After producing 13.6 bWAR across his prior two seasons with the Oakland Athletics, Marcus Semien had a down year in 2020. A one year “prove it” deal makes sense for both Semien and the Detroit Tigers.
MLB free agency is rapidly approaching and the Detroit Tigers have several key roster holes to fill. In addition to catcher, first base, and corner outfield, the Tigers could use an upgrade at shortstop. As I previously wrote, finding a long-term option at the position is the next key step in the rebuild.
The Detroit Tigers currently have two major-league caliber players on their roster with experience at shortstop in Willi Castro and Niko Goodrum. Goodrum is solid at shortstop defensively and Castro performed well at the plate in 2020, but there is good reason to believe neither is the long-term answer at the position.
Goodrum looked to be the Tiger’s best option at shortstop going into last season, but he faltered significantly at the plate. After two seasons of league-average production at the plate, Goodrum simply couldn’t make contact enough this year. His strikeout rate rose nearly 10 percent to an astronomical 39 percent, and, despite playing some good defense, he produced negative bWAR for the first season in his career.
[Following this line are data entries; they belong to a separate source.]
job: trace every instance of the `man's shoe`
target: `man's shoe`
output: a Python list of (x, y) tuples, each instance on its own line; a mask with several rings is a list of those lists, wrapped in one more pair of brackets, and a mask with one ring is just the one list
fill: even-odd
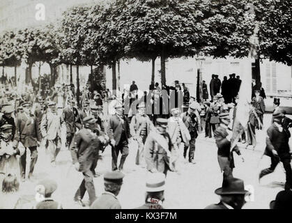
[(85, 203), (83, 203), (82, 199), (74, 199), (74, 200), (75, 200), (76, 204), (78, 204), (78, 205), (81, 206), (82, 207), (85, 207), (86, 206)]

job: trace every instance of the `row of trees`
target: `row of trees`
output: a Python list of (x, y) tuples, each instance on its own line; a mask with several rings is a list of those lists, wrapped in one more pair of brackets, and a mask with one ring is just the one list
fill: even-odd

Willi Castro had the opposite problem, as some significant batted ball luck aided his still-impressive offensive season. His .932 OPS, though destined to regress next season, will play at the shortstop position. The problem for Castro is he may be the worst defensive shortstop in the league. His -8 defensive runs saved ranked second-to-last in the American League, despite appearing in only 30 games this year. Castro’s bat may allow him to stay in the lineup, but he should not be a top option at shortstop moving forward.
Opting for another year of Goodrum at shortstop and moving Castro to another infield position wouldn’t be a disaster. The team may believe that Goodrum’s horrid offensive year was just a fluke. However, bringing in an option like Semien would allow the team to leverage matchups and put both players in a better position to succeed.
Semien Looks to Bounce Back
Following the 2018 season, it would have been insane to think Marcus Semien could sign a one-year deal in free agency. He was coming off an 8.9 bWAR season and finished third in AL MVP voting. That year, he launched 33 home runs, walked almost as many times as he struck out, and stole ten bases, all while providing Oakland adequate defense at shortstop. Semien looked like he had finally put it all together.
Then came 2020, which proved to be a bad year for Semien. His .679 OPS and 21 percent strikeout rate weren’t damning in and of themselves in the shortened season, but they certainly raised some eyebrows. The bigger issue for Semien is that his 2019 season is starting to look like a fluke in the grand scheme of things. In fact, it is the only season in his career that he has produced above league-average offensively.
That’s not to say that Semien isn’t useful now, or that all hope is lost. He has still put together 22.2 bWAR in his career and can help a team even if he cannot match his 2019 offensive output. His down year in 2020 is precisely why a one-year deal makes sense for him if he wishes to bet on himself.
One-Year Deal is Key
Inking a one year contract with Semien, or another shortstop free agent, is crucial for the Detroit Tigers. The 2022 free-agent class is historically stacked, as names like Trevor Story, Fransico Lindor, Trae Turner, and several other stars are set to enter the market. Signing Semien to a one year deal would allow the Tigers to be major players in the shortstop sweepstakes as they look to transition into contention next offseason.
There have been no indications that Semien is interested in a short-term deal, but it would make some sense for him following a down season. He may wish to cash in now instead of becoming a second-tier option next offseason, but the market is likely not all that rich for him now due to the risk of further regression. If I’m Semien, I think long and hard about betting on myself for one season to try to enter my name into the top-tier conversation ahead of next year’s massive shortstop exodus.